Almost three years after its inaugural meeting, Parr is leaving Next Step Initiative.

“To be honest, I have not put much focus on my personal life and health, and it is time now for a rest and period of reflection,” Parr said. “I know that I will continue to use my voice around specific issues, and that through the community role I have served to help so many, there is still much work to be done, but rejuvenation is necessary at this time in my life.”

Addie Arbach credits her sister with the idea of Next Step. She said Rebecca called her with “a new idea” that she and her friends were discussing.

“I wanted to save lives by distributing Narcan, referring people to treatment and advocating for the rights of the homeless or addicted,” Arbach told The Focus, “without judgment.”

Arbach lost her son because of using dirty syringes in 2015.

She said Next Step started inside her car “with a box of Narcan and a pot of spaghetti.”

The organization held its first meeting on September 13, 2017, at Sustainable Future Center, which is now the home of Next Step Initiative, and registered as a state nonprofit in February 2018. In March 2018, it began distributing the overdose reversal medication Narcan through a state grant.

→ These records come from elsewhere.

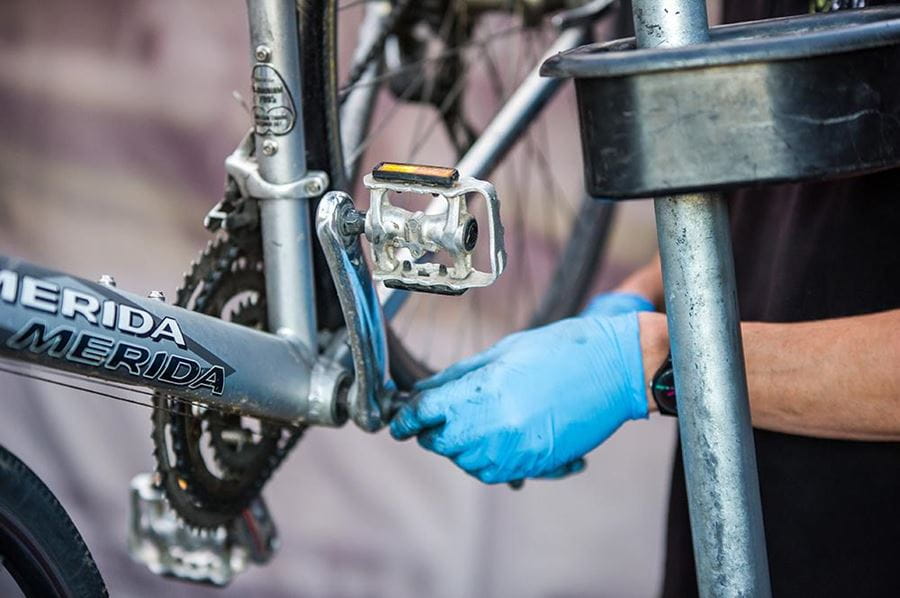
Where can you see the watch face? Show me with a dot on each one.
(663, 389)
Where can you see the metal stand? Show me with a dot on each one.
(704, 332)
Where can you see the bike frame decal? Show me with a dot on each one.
(66, 323)
(274, 112)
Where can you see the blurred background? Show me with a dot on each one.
(115, 118)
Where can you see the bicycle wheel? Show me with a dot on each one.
(39, 545)
(444, 74)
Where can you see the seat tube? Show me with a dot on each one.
(280, 150)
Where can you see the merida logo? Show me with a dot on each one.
(45, 296)
(95, 349)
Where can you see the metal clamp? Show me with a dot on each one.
(244, 169)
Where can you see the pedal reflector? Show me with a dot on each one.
(415, 173)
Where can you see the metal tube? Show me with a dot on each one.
(281, 154)
(504, 130)
(704, 332)
(516, 115)
(62, 322)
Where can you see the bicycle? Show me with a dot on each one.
(250, 393)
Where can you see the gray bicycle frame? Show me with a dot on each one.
(62, 322)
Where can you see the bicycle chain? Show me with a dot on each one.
(202, 499)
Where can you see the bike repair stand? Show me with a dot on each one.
(692, 111)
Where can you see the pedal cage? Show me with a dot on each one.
(404, 242)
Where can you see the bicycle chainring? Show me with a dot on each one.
(213, 464)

In November of 2018 Next Step Initiative became fiscally sponsored for 501c3 through Community Shares. In 2019 Next Step Initiative focused on serving the growing homeless population of South Knoxville through nutrition, Narcan distribution, and getting those who needed it into treatment.

The sisters practiced helping people reclaim their lives through compassion, education, work and recovery. “Helping people through love, compassion, access to healthcare, food, education, resources, treatment, volunteer work, art, and activities that are productive, are a main focus for Next Step Initiative,” Parr told The Focus.

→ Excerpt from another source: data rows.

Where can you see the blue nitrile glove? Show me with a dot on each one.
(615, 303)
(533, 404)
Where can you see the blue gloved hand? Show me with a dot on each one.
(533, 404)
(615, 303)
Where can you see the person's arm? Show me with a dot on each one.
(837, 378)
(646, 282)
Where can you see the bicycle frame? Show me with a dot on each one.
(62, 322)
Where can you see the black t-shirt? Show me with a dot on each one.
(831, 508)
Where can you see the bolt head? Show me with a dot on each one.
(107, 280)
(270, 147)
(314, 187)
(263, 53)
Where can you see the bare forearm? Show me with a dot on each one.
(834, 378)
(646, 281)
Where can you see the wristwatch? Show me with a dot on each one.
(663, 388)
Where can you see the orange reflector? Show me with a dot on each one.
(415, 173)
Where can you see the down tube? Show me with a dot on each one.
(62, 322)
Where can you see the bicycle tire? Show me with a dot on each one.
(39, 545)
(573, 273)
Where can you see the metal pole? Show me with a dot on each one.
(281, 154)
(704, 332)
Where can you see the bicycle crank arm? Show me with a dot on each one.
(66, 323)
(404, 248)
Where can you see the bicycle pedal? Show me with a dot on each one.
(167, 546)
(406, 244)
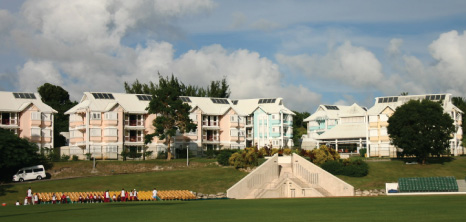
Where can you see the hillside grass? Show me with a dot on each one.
(400, 208)
(389, 171)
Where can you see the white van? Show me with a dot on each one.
(30, 173)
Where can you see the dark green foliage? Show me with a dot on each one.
(362, 152)
(217, 89)
(172, 113)
(16, 153)
(59, 99)
(421, 128)
(348, 167)
(460, 102)
(334, 167)
(224, 156)
(299, 127)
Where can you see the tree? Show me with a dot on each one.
(460, 102)
(217, 89)
(16, 153)
(299, 127)
(172, 113)
(421, 128)
(59, 99)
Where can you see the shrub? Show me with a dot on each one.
(363, 152)
(287, 151)
(324, 154)
(64, 157)
(224, 156)
(333, 167)
(161, 155)
(244, 158)
(348, 167)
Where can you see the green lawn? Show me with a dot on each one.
(389, 171)
(400, 208)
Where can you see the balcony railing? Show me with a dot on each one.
(133, 139)
(133, 123)
(209, 123)
(210, 138)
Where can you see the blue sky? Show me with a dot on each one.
(308, 52)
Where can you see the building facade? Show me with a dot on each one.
(102, 125)
(350, 128)
(343, 128)
(28, 117)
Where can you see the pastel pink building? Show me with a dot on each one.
(28, 117)
(102, 125)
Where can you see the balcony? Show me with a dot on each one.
(134, 140)
(210, 139)
(210, 124)
(134, 124)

“It is not enough to just give people things,” Parr pointed out. “There must be a comprehensive approach to bringing people back to productivity.

“Next Step Initiative is committed to this approach. Though I am no longer a spokesperson for Next Step Initiative, I remain an advocate for the principles and mission it represents.”

The Next Step location has closed temporarily during the COVID-19 outbreak but is accepting appointments and distributing food with the help of its staff and volunteers.

“Next Step has been feeding an average of 100 nightly,” Arbach said last week. During the virus outbreak and distancing regulations, Next Step has been distributing single servings of food place by place using 200 Ziploc bags, 100 dinner containers and cups with lids.

Arbach said she is pleading with the city to reopen the public bathroom so the homeless can wash and use the bathrooms.

“Through it all there was my sister, Becky. I can’t imagine my journey without her support,” she said.